Dadang A. Sapardan
(Kabid Pengembangan Kurikulum, Disdik Kab. Bandung Barat)
Dalam satu waktu, sempat mengikuti sesi kegiatan diskusi kelompok terpumpun terkait dengan implementasi kurikulum. Dalam diskusi tersebut, narasumber yang menjadi pemantik bahan diskusi menyampaikan perihal perlunya pemahaman dan implementasi pembelajaran yang menempatkan siswa sebagai sentral pembelajaran. Keterlaksanaan pembelajaran yang dilaksanakan oleh guru harus mengarah pada nuansa berpusat pada siswa. Nuansa pembelajaran seperti ini menampilkan pergerakan dan aktivitas siswa sebagai salah satu indikatornya. Dalam konteks ini, guru hanya sebatas sebagai fasilitator, pembimbing, dan pengarah yang mendorong keberlangsungan pembelajaran.

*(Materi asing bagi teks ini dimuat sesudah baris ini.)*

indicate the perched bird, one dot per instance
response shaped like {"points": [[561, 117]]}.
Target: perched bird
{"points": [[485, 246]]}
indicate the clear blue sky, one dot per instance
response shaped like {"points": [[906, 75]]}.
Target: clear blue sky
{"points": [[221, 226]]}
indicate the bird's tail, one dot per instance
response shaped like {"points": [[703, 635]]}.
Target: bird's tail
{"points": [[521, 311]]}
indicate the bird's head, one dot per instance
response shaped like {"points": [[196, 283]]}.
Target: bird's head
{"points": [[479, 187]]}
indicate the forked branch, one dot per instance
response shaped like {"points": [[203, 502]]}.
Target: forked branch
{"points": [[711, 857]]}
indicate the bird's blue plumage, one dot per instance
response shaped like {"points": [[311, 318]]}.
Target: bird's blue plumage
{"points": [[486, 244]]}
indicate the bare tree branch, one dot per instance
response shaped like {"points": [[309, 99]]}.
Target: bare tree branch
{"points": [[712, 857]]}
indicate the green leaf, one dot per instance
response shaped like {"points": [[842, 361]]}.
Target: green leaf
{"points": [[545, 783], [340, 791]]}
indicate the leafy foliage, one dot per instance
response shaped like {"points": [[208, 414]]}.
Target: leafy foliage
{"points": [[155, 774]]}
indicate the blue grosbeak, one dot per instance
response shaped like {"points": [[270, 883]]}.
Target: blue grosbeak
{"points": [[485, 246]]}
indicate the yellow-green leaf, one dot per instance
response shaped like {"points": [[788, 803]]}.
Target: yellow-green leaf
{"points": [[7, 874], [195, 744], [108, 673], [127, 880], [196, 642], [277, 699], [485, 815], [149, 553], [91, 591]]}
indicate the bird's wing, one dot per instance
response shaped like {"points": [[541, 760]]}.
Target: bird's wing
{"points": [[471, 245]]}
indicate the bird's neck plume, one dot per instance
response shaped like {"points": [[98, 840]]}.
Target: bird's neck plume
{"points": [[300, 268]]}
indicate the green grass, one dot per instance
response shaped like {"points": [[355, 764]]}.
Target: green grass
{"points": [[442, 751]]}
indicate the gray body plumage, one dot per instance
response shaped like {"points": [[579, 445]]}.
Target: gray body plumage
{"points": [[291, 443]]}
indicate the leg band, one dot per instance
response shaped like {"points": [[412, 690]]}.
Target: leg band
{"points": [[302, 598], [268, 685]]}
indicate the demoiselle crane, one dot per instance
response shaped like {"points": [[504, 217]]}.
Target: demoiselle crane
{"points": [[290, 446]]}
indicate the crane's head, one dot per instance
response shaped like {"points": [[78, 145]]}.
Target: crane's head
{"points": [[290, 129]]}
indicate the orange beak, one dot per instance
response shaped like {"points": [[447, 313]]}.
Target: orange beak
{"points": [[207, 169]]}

Menilik terhadap arah kebijakan pendidikan, penerapan kebijakannya paling sedikit menuju pada dua ranah utama, yaitu ranah peningkatan aksesbilitas dan ranah peningkatan kualitas. Ranah aksesbilitas mengarah pada upaya fasilitasi terhadap setiap warga usia sekolah agar memiliki kemudahan dalam mengakses pendidikan sesuai usia mereka. Dengan demikian, capaian ranah ini merefleksikan peningkatan partisipasi belajar yang biasa dihitung dengan angka partisipasi kasar (APK) dan angka partisipasi murni (APM). Sedangkan ranah kualitas mengarah pada capaian mutu dengan perhitungan indokator tertentu yang ditetapkan atau melalui perbandingan dengan mutu negara laing.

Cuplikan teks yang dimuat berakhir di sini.